Khursandi Shirazi

Khursand Shirazi, Mirza ‘Ali Muhammad Hamzawi Shu’la (1853-1928), son of Mahmud Khurram. A poet with nom de plume Shu’la, bearing the titles Amin Khaqan and Abu al-Milla, writing the seven scripts in an elegant hand. Early in life in Tehran, he was the secretary of Mirza ‘Ali Asghar Khan, the Qajar Nasir al-Din Shah’s chancellor. He departed Tehran for India and after a while returned to Shiraz and supported by Hajj ‘Ali Aqa Dhu Riyasatayn, a chief shaykh of the Ni’mat Allahi Order, he established the Mas’udiyya School on modern principles. In his last years, he was the principal of the Shafa’iyya High School. He was divested of his office in his last days by the Education Ministry and the poet composed a complaint in verse and published it in the Pazargad Newspaper.

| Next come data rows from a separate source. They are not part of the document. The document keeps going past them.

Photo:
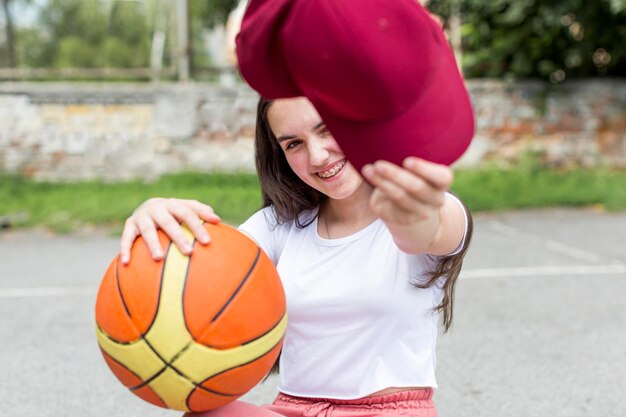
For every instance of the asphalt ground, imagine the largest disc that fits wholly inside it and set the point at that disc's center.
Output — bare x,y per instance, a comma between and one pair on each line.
540,323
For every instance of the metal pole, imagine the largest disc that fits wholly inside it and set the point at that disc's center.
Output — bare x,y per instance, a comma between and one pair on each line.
182,35
455,31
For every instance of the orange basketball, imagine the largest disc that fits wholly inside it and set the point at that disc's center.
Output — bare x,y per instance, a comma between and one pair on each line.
192,333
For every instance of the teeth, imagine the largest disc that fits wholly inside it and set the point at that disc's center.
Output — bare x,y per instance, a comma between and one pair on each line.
333,171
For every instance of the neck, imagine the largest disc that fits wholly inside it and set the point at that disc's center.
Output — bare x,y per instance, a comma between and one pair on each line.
346,216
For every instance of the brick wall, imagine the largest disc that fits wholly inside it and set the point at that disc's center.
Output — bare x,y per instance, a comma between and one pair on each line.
78,131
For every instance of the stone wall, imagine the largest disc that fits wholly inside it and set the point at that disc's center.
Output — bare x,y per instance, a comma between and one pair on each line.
80,131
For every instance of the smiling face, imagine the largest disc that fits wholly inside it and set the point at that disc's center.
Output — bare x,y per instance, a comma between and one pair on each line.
311,151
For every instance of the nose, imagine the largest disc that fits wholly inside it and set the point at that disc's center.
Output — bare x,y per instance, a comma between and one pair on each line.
318,152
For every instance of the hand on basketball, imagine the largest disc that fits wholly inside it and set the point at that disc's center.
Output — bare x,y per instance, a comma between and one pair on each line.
166,214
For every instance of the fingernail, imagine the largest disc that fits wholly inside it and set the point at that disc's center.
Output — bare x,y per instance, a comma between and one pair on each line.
367,169
410,162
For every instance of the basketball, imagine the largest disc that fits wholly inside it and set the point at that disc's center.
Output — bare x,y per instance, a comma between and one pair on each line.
192,333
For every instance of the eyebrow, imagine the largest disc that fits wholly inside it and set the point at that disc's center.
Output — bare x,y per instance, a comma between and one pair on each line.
288,137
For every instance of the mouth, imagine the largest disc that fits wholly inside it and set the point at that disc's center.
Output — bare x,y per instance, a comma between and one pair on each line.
332,170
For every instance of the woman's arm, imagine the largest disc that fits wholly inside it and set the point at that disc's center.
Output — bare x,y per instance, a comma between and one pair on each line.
412,202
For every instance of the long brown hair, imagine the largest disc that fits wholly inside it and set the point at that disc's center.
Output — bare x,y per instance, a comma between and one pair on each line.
289,196
281,188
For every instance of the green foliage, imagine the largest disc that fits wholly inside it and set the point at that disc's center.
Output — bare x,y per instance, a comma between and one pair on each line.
209,13
540,38
87,34
64,207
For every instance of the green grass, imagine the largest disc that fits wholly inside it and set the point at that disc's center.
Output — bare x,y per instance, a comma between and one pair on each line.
65,207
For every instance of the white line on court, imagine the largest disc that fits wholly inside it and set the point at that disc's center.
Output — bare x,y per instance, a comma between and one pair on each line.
515,272
553,245
45,292
543,271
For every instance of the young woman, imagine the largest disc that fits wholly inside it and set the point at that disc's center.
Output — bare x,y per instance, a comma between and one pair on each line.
368,261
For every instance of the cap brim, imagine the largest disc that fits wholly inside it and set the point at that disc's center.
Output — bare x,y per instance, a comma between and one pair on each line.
438,127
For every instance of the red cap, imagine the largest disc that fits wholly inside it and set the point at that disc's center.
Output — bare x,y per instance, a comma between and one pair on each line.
379,72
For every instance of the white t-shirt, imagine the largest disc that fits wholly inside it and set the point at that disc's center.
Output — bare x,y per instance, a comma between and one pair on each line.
356,325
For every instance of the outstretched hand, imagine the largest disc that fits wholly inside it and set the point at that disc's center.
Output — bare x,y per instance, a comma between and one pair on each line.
166,214
409,199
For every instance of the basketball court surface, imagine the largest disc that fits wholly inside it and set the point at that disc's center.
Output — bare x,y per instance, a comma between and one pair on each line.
540,323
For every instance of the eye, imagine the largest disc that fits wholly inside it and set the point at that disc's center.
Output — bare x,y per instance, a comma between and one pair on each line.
292,144
323,131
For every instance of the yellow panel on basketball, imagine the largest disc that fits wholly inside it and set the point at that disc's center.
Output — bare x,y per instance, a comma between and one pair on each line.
192,333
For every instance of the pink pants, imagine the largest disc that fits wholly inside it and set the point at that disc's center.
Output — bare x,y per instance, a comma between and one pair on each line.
415,403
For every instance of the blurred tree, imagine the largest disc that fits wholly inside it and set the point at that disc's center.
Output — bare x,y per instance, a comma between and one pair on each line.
90,33
10,56
541,38
211,13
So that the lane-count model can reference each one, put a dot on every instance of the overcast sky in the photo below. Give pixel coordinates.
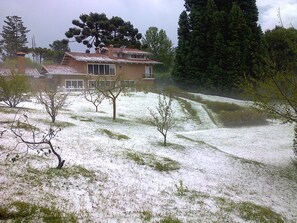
(48, 20)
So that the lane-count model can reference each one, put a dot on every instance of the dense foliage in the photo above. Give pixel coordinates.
(95, 29)
(14, 37)
(13, 89)
(157, 42)
(219, 45)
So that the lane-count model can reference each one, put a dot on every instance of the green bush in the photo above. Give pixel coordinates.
(232, 115)
(25, 212)
(218, 107)
(162, 164)
(113, 135)
(170, 219)
(245, 117)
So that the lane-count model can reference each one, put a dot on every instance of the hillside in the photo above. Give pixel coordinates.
(118, 171)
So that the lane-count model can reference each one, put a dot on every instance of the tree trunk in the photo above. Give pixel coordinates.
(114, 108)
(60, 161)
(295, 141)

Asar-afarinan (2/ 323); Danishmandan va Sukhansarayan-i Fars (2/ 431-435).

 

Khursandi Shirazi, Mirza Isma’il (19th century), a historian and poet with the nom de plume Khursandi. He was born in Shiraz, though he originally hailed from Kazerun. On pilgrimage to Mashhad, he arrived in Tehran in 1878 and was appointed by the Qajar Muhammad Shah as the royal reciter of the Shahnama and a servant of ‘Abbas Mirza. He was appointed to write the chronicles of Kerman by Mirza Muhammad Taqi Khan Farahani (Amir Kabir) in the early reign of the Qajar Nasir al-Din Shah. He remained in that office for sometime, but was later appointed the Chief Superintendent (Wakil Waza’if) in Isfahan. He lost his sight late in life. His works include his Divan.

Asar-afarinan (2/ 323); Danishmandan va Sukhansarayan-i Fars (2/ 435-438).